The Illustrated London News
Title | The Illustrated London News PDF eBook |
Author | |
Publisher | |
Pages | 562 |
Release | 1853 |
Genre | |
ISBN |
English Book Collectors
Title | English Book Collectors PDF eBook |
Author | William Younger Fletcher |
Publisher | |
Pages | 544 |
Release | 1902 |
Genre | Book collectors |
ISBN |
Harper's Weekly
Title | Harper's Weekly PDF eBook |
Author | John Bonner |
Publisher | |
Pages | 769 |
Release | 1880 |
Genre | American periodicals |
ISBN |
Prices of Books
Title | Prices of Books PDF eBook |
Author | Henry Benjamin Wheatley |
Publisher | |
Pages | 300 |
Release | 1898 |
Genre | Books |
ISBN |
New York Times Saturday Review of Books and Art
Title | New York Times Saturday Review of Books and Art PDF eBook |
Author | |
Publisher | |
Pages | 824 |
Release | 1969 |
Genre | Books |
ISBN |
The Care of Books
Title | The Care of Books PDF eBook |
Author | John Willis Clark |
Publisher | |
Pages | 536 |
Release | 1901 |
Genre | Libraries |
ISBN |
Luxury Arts of the Renaissance
Title | Luxury Arts of the Renaissance PDF eBook |
Author | Marina Belozerskaya |
Publisher | Getty Publications |
Pages | 292 |
Release | 2005-10-01 |
Genre | Art |
ISBN | 0892367857 |
Today we associate the Renaissance with painting, sculpture, and architecture—the “major” arts. Yet contemporaries often held the “minor” arts—gem-studded goldwork, richly embellished armor, splendid tapestries and embroideries, music, and ephemeral multi-media spectacles—in much higher esteem. Isabella d’Este, Marchesa of Mantua, was typical of the Italian nobility: she bequeathed to her children precious stone vases mounted in gold, engraved gems, ivories, and antique bronzes and marbles; her favorite ladies-in-waiting, by contrast, received mere paintings. Renaissance patrons and observers extolled finely wrought luxury artifacts for their exquisite craftsmanship and the symbolic capital of their components; paintings and sculptures in modest materials, although discussed by some literati, were of lesser consequence.
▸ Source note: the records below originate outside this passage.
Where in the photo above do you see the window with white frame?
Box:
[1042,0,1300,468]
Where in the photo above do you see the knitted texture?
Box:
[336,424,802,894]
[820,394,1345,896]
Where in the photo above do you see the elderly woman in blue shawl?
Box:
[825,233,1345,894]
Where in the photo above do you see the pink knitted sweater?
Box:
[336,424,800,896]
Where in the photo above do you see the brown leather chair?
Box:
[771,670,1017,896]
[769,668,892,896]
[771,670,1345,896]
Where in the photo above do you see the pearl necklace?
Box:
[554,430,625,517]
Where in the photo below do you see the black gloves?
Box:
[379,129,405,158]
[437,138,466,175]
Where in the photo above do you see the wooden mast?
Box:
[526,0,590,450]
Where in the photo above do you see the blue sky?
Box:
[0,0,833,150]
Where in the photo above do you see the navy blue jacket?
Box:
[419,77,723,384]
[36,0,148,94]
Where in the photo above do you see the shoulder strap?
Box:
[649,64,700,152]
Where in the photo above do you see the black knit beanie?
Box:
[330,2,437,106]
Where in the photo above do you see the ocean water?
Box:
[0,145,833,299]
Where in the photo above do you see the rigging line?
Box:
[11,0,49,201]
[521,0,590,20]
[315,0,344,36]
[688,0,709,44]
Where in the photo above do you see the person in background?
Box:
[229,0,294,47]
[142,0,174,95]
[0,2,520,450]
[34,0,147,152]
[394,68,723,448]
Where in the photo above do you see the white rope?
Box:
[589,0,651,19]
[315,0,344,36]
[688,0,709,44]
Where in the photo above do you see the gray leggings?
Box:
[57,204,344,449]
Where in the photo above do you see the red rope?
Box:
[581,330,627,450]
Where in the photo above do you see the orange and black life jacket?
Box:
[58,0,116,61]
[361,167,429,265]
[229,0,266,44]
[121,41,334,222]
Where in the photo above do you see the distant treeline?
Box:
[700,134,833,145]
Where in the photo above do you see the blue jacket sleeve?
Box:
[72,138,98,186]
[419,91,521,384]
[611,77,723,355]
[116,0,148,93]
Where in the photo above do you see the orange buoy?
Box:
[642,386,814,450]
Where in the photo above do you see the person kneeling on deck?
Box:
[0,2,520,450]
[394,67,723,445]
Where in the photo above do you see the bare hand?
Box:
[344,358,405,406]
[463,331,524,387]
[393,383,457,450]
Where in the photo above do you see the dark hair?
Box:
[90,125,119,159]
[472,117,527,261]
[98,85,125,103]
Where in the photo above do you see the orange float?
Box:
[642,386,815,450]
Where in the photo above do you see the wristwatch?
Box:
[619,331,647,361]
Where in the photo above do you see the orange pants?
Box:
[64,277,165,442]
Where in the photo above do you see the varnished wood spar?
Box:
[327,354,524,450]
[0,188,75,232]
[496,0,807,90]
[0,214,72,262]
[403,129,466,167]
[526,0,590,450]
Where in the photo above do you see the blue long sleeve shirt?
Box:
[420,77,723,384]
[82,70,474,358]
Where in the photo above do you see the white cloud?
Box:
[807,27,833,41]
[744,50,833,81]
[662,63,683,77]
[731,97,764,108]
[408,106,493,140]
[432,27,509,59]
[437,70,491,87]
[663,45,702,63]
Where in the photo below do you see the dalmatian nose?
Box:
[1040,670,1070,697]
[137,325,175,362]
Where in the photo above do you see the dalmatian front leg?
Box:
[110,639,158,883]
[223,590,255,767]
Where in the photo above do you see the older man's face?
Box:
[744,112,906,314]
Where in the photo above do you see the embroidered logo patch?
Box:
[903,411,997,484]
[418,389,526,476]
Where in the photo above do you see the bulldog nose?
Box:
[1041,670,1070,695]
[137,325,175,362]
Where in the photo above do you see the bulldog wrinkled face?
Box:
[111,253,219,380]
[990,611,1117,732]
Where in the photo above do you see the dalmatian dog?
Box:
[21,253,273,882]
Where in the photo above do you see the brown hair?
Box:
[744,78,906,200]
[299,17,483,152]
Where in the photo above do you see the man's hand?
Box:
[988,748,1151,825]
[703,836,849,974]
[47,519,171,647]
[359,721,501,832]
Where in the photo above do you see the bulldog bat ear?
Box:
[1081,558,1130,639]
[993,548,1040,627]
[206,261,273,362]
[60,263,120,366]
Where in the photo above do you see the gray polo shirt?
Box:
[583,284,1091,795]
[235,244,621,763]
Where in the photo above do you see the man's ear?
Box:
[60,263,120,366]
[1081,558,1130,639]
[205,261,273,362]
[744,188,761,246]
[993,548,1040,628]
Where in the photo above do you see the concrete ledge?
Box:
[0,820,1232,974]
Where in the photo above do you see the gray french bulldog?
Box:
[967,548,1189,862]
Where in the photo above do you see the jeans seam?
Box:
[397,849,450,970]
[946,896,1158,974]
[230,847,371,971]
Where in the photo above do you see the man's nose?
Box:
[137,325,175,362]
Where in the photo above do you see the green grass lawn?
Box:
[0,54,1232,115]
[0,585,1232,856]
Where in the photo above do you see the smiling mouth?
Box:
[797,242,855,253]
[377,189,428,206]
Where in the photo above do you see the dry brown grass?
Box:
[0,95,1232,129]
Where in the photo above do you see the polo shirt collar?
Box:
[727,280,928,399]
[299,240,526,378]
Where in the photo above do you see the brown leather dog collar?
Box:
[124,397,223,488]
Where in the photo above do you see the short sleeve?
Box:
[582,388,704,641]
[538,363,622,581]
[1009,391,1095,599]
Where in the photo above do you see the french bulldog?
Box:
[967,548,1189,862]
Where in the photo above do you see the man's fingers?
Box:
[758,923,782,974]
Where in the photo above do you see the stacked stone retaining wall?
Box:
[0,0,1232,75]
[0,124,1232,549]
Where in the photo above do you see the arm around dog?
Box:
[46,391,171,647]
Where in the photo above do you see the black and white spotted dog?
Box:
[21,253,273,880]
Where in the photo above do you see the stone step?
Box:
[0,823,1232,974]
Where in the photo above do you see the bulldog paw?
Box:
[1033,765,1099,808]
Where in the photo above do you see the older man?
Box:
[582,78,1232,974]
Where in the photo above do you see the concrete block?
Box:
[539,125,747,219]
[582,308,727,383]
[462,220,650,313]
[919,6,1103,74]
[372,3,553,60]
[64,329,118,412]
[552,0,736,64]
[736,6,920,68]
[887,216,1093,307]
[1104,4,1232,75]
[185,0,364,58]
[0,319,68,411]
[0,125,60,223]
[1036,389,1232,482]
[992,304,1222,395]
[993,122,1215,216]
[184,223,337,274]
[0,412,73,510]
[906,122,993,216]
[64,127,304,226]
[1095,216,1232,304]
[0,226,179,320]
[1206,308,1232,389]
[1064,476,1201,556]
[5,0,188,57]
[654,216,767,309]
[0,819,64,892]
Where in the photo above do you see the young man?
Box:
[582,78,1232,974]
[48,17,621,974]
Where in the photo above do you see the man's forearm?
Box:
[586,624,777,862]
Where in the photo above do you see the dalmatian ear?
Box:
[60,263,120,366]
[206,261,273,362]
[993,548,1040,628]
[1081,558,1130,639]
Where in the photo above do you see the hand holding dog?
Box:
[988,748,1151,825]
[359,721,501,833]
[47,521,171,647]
This book endeavors to return to the mainstream material long marginalized as a result of historical and ideological biases of the intervening centuries. The author analyzes how luxury arts went from being lofty markers of ascendancy and discernment in the Renaissance to being dismissed as “decorative” or “minor” arts—extravagant trinkets of the rich unworthy of the status of Art. Then, by re-examining the objects themselves and their uses in their day, she shows how sumptuous creations constructed the world and taste of Renaissance women and men.